When Link returned to the office that night, Cameron was already there.
She hadn't turned on the lights. She sat alone by the floor-to-ceiling window, wrapped in darkness, like a statue forgotten in a corner.
Papers were scattered across the floor—everything she'd worked on over the past few weeks for The Shawshank Redemption. All of it useless.
"I can't do this."
Her voice was hoarse, trembling, on the edge of tears.
"The director won't listen to me. The actors' agents treat me like an intern.
And I—I can't even read a damn budget report."
She stood up abruptly and slammed a stack of papers onto the desk.
"Is this what you wanted, Link ?
Give me an impossible task so I'd embarrass myself?
So you could keep laughing it up with your 'consultant lady'?"
The office was so quiet you could hear the clock ticking.
Link said nothing. He slowly unbuttoned his cuffs, then walked over and pulled her into his arms. The grip wasn't rough—but it made resistance pointless.
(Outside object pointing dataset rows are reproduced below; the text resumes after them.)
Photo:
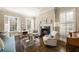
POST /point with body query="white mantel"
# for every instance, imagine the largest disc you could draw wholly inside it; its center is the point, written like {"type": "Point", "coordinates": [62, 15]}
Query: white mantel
{"type": "Point", "coordinates": [42, 25]}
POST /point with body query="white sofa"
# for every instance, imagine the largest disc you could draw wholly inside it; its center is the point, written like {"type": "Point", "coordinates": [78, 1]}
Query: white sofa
{"type": "Point", "coordinates": [51, 41]}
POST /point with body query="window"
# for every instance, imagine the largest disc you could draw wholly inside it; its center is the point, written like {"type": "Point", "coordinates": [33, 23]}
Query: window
{"type": "Point", "coordinates": [67, 23]}
{"type": "Point", "coordinates": [10, 23]}
{"type": "Point", "coordinates": [13, 24]}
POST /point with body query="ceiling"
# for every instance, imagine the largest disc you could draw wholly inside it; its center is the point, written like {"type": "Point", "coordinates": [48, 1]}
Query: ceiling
{"type": "Point", "coordinates": [29, 11]}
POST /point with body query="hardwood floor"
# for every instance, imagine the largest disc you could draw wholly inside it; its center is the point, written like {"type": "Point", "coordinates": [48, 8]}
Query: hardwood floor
{"type": "Point", "coordinates": [39, 47]}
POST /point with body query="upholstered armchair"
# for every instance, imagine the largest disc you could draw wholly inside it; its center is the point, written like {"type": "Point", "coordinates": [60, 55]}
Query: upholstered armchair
{"type": "Point", "coordinates": [51, 39]}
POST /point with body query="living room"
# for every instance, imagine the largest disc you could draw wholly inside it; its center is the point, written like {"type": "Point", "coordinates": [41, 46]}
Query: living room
{"type": "Point", "coordinates": [38, 29]}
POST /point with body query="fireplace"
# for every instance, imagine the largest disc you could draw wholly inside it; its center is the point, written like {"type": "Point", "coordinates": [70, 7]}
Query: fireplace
{"type": "Point", "coordinates": [45, 30]}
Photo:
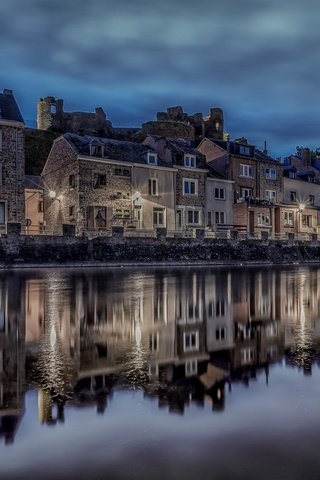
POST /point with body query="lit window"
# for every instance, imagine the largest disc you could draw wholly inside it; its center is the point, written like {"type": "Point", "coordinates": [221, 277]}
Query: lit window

"You're not wrong," he said softly, his breath brushing her ear. "At your current level, this project really is beyond you."
Her body stiffened.
He let go, picked up the scattered document, and flipped to the first page.
"You're still thinking like an actor. You want stars to guarantee box office returns. But you're forgetting the core of this story—ordinary people clinging to hope in the darkest place imaginable. A movie star's glow would destroy that honesty."
He moved behind the desk, turned on the desk lamp, and pulled out a chair for her.
"A producer isn't a director's babysitter," he said, calmly sorting the papers into neat stacks. "A producer clears obstacles for the director—and turns talent into money."
His voice was steady, but every sentence hit hard.
Cameron wanted to argue. She couldn't even make a sound.
The only noise in the room was the soft rustle of paper.
After a long while, he finished organizing the last file, marked several key points with a pen, and slid it back to her. He looked up and met her eyes.
There was no mockery.
No lecturing.
Just pure focus.
That look shattered her last line of defense.
When she leaned into him, he didn't move away.
In that moment, she didn't know whether she was seeking comfort—or revenge.
The desk lamp had gone dark.
Outside the massive window, Los Angeles glowed endlessly, a sea of inverted stars. Light spilled in, casting their intertwined shadows across the carpet.
The air held the warmth of whiskey, the trace of her perfume, and a faint metallic scent of blood.
That night, there was no struggle.
No conquest.
Just two exhausted people holding each other for warmth.
Before dawn, pale light slipped through the curtains.
Link held her from behind, his chin resting in her hair, his voice tired but gentle.
"I wasn't trying to watch you fail," he said. "I just needed to know—whether you could carry the weight."
He got up, walked to the desk, picked up the reorganized Shawshank Redemption script, and placed it in her hands.
"Go. Do it again.
Forget the big-name stars. Find actors who truly believe in this story.
I want their profiles—and I want you to tell me why you chose them."
His tone was calm, absolute.
Cameron hugged the script, still warm, and looked up.
The desire in his eyes was gone. All that remained was depth, focus, expectation.
And suddenly, she understood.
Link hadn't given her an impossible task.
He'd given her a chance to transform.
Cameron didn't cry again.
She didn't argue.
She simply nodded.
"Okay."
When she walked out of the office, the sun was already up.
She didn't notice it yet—but the way she walked no longer looked like an actress.